Plunder
"Actually, we have a theory about your EDS."
The card flicks down onto the table as he says it, and I look up at him, then over to his friends, whom I've just met yesterday but who have received my whole-hearted approval. I was hesitant to meet them, at first. I worried that medical students would see me as lesser - an elementary education major who "plays with kids all day," but I'm happy to have been proven wrong. This declaration, though, throws me for a loop.
"What do you mean by that?" My fingers are running over the jagged plastic of the game piece. Cannons. Ships with guns designed to take down the enemy. "Can you pass me a mast for this ship?"
With no hesitation, Victoria delivers a perfect quip - "You want *more* of those defective Mast Cells?!?"
Laughter around the table. I have to laugh too. It's funny, really. I stick the plastic insert of the mast onto the ship. Mine is army green. Ready to fight or hide, except that instead of existing in the jungle that the shade was designated for, this ship is on a cardboard ocean with nowhere to go and no way to escape notice. I'm trying to focus on what Liam said, though. There's meaning behind it that I can't quite parce out yet.
"So - yeah, wait, what's that mean, what's the theory?"
He exchanges glances with Anu, his housemate. Perhaps it's a silent conversation, a debate on what to say, if anything at all - but it's too late to take it back. He's already started. "Well... we actually have a theory that you don't just have the hypermobile subtype. We think you might have vascular. Or maybe both."
I can't process the possibilities of what this means, so all I say is, "What? Why?"
Blessedly, Victoria and Anu are both silent. Maybe they see that I am not quite understanding yet. More likely, they recognize that it needs to come from him. "Because of the type of pain you have. The way you describe it as someone reaching in and tearing at your veins. And, well, some of the other symptoms too."
I cannot think. I laugh, instead, because the only connection my brain can make is a feeling from way back when I first got diagnosed: the sense of relief I felt when I discovered that my subtype was the least likely to result in major medical emergency. My experience of that relief is pulled to the surface again, but this time it feels as though it's under a microscope. Under questioning. Ready to crack.
"Don't tell me that," I joke. It's light, and I'm laughing, but my eyes are probably begging.
I'm making eye contact as I deliver it. I never look at Liam's eyes, anymore, but they're just how I remember them. Curious, attentive, and a little too excited about figuring out the puzzle of me.
I could try to shake it off, and I would, except for the fact that it's coming from the smartest person I've ever met. You know, the man for whom medical school is the place where he's finally thriving. And, as I look at Victoria, I can see that this isn't just him being cautious or over-zealous. Maybe she can see the fear behind my smile.

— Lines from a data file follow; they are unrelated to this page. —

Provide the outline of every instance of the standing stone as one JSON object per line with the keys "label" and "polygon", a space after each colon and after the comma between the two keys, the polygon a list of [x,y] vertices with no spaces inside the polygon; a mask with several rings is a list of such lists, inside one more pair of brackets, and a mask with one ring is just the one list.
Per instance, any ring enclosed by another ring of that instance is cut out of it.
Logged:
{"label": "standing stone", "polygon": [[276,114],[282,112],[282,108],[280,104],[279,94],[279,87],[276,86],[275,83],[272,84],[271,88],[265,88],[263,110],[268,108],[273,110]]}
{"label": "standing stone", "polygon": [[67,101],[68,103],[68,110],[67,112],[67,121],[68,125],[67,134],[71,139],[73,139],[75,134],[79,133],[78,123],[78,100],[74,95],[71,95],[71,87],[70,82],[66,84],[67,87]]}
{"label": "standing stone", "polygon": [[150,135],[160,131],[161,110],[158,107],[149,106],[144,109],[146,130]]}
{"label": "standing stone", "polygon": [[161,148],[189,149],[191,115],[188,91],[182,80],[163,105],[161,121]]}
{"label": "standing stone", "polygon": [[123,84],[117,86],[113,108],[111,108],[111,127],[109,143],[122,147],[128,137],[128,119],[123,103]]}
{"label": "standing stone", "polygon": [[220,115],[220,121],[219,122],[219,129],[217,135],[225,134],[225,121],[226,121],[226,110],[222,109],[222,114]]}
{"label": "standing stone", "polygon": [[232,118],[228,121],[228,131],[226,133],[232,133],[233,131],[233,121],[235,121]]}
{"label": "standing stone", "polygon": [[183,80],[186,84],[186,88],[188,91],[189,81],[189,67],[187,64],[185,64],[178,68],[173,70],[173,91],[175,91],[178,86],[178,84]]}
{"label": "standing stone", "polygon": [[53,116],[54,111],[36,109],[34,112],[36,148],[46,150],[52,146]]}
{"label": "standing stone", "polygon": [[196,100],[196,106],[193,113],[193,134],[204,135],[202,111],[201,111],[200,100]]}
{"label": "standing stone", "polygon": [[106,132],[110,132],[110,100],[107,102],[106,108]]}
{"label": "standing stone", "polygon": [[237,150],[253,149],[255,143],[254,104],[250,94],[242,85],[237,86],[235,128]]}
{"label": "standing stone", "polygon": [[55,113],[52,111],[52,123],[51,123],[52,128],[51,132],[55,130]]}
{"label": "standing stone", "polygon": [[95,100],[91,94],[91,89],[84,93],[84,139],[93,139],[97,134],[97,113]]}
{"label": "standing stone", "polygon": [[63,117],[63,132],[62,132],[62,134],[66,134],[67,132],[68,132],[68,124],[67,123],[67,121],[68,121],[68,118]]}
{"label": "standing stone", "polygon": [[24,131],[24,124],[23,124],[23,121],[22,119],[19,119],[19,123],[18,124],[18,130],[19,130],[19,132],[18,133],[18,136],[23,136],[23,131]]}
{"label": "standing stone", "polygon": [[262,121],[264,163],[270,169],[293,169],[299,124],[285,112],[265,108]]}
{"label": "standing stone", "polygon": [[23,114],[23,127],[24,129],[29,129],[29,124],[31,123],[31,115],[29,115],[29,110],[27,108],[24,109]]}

This should scare me even more, when the graduate of Johns Hopkins who is already published in Nature (and who Liam tells me is the smartest person that *he* has ever met,) backs it up. "Have you ever had genetic testing?"
I'm looking at my resource cards, now. Two gold. Three iron. One wood. No rum, though. Not quite enough to do what I want. Where's the rum when you need it?
"No."
Anu is speaking now. His tone is more gentle, less matter of fact, a contradiction to my first impression of him as towering far above me. "It's worth getting it done, I don't know if they can order it for you in a different state though. Is Virginia reciprocal?" That last part is directed towards Victoria, who has been knitting at speed between her turns of the game.
The three of them are saying now that the professors they've spoken with agree, and they're throwing out possibilities for treatment and assessment. And I know they've discussed my case with Doctors I do not know before. I know that and I'm fine with it, and have been grateful for it on several occasions. But right now, my certainty that everything will be okay is undermined, despite my easy assurances to the group of students I spoke to earlier of my acceptance about my disability.
Names are tossed back and forth that mean nothing to me, but someone, I think Anu, says finally,
"I wish you lived nearby. So many of our professors would treat you for free."
Liam is nodding, Victoria's knitting needles are clicking, Anu is examining the board. And I am still not quite sure what they're saying. All I can think is that it's a funny joke, for sure. Liam's words are still swirling around in my brain. So I laugh again, this time less convincingly. "You can't tell me that. That's the one where people die."
I finally realize that I do, in fact, have a move. I slap down the three iron and trade them in, courtesy of my ship's being docked at a port, in turn playing the cards I need to buy myself another life.
Wisely, the three of them let it be and move on.